What are the characteristics of a strong, feasible grant application? What grantwriting strategies can you use to show a review committee that your project is worth funding? In this presentation, Dr. Letitia Henville – the author of the monthly advice column Ask Dr. Editor–will share evidence-based best practices for research grant proposals. She’ll also show you the behind-the-scenes of how she sets up a grant application for success before the writing even starts.


Considerations for Effective Integration of Sex and Gender in Research

DECEMBER 7, 2022
Dr. Natalie Rosen | Dalhousie University

Location: Virtual; RSVP Required

Research Nova Scotia presents an opportunity for researchers to learn how to build more equitable, reflective, and inclusive research plans with respect to gender and sex.

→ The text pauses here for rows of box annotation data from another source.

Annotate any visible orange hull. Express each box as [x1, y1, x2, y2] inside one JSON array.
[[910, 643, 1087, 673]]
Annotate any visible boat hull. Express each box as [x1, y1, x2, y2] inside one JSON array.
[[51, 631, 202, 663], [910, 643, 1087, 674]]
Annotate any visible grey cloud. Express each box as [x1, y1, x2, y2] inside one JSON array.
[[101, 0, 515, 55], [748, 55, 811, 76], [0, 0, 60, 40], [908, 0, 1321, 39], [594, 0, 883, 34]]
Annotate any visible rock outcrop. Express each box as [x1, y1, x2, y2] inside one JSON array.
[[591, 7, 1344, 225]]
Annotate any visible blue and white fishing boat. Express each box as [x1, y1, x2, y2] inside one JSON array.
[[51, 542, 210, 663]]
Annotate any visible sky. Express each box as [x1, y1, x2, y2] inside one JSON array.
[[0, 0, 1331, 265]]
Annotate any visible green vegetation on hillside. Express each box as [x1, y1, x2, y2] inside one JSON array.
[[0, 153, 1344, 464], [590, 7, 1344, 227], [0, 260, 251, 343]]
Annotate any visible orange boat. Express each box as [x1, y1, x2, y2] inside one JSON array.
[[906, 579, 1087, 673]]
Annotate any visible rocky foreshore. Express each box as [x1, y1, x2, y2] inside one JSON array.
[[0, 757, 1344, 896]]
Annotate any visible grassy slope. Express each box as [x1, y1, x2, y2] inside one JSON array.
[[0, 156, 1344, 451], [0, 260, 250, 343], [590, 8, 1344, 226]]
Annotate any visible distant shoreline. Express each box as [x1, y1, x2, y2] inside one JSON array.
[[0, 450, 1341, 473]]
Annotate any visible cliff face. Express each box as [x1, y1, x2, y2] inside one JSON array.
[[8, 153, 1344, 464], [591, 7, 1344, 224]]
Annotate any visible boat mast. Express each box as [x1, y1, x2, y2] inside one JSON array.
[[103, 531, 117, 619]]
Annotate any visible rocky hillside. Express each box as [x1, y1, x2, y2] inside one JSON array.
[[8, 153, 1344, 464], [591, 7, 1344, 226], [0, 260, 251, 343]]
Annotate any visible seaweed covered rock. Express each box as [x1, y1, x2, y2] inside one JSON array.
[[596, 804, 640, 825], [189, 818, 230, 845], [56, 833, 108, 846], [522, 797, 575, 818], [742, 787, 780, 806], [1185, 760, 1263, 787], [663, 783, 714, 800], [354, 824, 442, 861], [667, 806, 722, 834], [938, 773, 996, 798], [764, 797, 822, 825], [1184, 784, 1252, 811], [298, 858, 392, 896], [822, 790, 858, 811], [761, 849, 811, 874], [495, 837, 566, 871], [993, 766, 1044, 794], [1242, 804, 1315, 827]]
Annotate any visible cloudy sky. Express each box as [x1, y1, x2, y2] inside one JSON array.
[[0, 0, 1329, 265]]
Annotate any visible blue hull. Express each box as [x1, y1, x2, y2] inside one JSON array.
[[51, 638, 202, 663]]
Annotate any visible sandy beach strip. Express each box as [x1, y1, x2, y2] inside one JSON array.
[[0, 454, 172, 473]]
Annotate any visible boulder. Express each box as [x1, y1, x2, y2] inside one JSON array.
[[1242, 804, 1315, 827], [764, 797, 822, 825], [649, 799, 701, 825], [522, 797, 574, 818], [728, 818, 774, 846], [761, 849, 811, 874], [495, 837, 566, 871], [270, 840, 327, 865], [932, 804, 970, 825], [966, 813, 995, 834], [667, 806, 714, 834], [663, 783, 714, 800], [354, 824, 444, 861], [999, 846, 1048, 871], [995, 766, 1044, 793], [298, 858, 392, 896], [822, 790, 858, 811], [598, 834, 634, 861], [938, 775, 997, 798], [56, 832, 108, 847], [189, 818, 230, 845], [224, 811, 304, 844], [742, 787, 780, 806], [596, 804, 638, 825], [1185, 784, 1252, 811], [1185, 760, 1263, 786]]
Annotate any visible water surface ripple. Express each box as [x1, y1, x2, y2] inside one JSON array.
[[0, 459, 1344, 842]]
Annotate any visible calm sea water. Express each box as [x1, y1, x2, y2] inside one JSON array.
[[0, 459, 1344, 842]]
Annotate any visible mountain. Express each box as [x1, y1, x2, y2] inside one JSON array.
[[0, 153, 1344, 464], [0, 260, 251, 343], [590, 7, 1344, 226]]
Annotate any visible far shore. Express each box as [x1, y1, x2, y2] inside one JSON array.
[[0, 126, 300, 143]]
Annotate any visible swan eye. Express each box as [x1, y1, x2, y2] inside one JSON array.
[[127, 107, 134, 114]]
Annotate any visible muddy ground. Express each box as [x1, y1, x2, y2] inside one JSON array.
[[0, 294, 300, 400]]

Physical activity as preventative medicine

OCTOBER 13, 2022
Dr. Jonathon Fowles | Acadia University

With some of the highest rates of chronic disease in the country and a primary care system struggling to support our growing population, its particularly important for Nova Scotians to utilize all tools at our disposal to support population health. Numerous strategies and frameworks exist but we still struggle to embed physical activity in our health culture and to systematically link individuals with physical activity and healthy lifestyle programs and professionals. A lot of work has been done at all levels of government to support development of age-appropriate, ability-appropriate exercise as preventative medicine, but we still have a long way to go.

We sit down with Dr. Jonathon Fowles, a leading researcher in the role of physical activity in preventative health as we talk about what’s working here in Nova Scotia and the challenges we need to overcome to fully embrace the preventative powers of exercise.